Call it "The Audacity of Rope" -- an attempt to tie up an intriguing, but easily overlooked, "loose end" from the Carl Barks era and to firmly fasten the oft-patronized "world of DuckTales" to a tent pole in the dead center of the Barksian galaxy. Dialoguist David Gerstein's decision to turn "The Curse of Flabberge" into the story of the end of the dictatorship of Brutopia -- which the original French story clearly was not -- is one of the cleverest ideas I've ever seen in a Duck comic. Sometimes the seams of the "retrofitting" show, but, as a DuckTales partisan literally from day one, I can't help but be grateful to David for counting DT worthy of mounting this historically significant Duck-happening.
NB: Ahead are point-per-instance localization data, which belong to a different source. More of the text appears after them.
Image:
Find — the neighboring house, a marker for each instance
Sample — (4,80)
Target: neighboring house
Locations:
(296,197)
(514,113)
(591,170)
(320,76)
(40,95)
I'd still have to count Bob Langhans' "The Gold Odyssey" as the best made-for-comics DuckTales Duck tale, but "Flabberge" is definitely on the (all too) short list of standouts. (It is also the best story that the extremely disappointing Boom! UNCLE $CROOGE has presented to date, but that hurdle admittedly wasn't particularly difficult to clear.)
The "Flabberge Egg McGuffin" turns out to be a mere casing for the story's real prize: the Brutland "Peace Pippin," the ownership of which legitimizes one's right to rule what is now the dystopian -- at least in theory -- land of Brutopia. I say "in theory" because the fearsome Brutopia of Barksian lore -- the country that gifted us with the ruthless Nikita Khrushchev look-alike of "A Cold Bargain" and the "Quintagon"-infiltrating agents of "Have Gun, Will Dance" -- seems to be something of a hollow shell itself. Dictator "Papa Bruto" is plenty nasty, but henchmen are decidedly lacking -- a couple of clone bulldogs who speak pidgin Slavic, a grumpy customs agent, and a handful of police who look like French gendarmes. Moreover, Western media reps are present and free to roam about the main square of Brutengrad at the climax of the story. Thembria was Oceania compared to this. Of course, the problem here is that the original story was about a more or less generic dictatorship, and it's hard to conceal the difference. But by turning the deposed good guys (to be precise, Tsarevna Felina, the heiress to the throne of Alexpanther III) into the Brutopian equivalent of the Romanov family -- even unto the use of Faberge-egg simulacra -- Gerstein manages to give the tale's backstory an historical heft that at least partially overcomes the slight letdown of the Brutopian "reality."
Save for a couple of truly atrocious puns from Launchpad during the opening chase sequence in the sewers of Paris, Gerstein's dialogue maintains the high standards of Part One. Oddly enough, Scrooge doesn't really have a lot to do; the Nephews' frequent references to the Junior Woodchucks' Guidebook, plus a tremendous slice of luck (to wit: the Ducks getting tossed into a dungeon that contains a major clue), actually contribute more to the ultimate solution of the mystery of the Flabberge Egg's whereabouts. But in this case, it's the setting and theme that really take center stage. With UNCLE $CROOGE due to stick to DuckTales stories for at least a few more issues, it'll be difficult to live up to the standards of this effort, but I look forward to the attempt.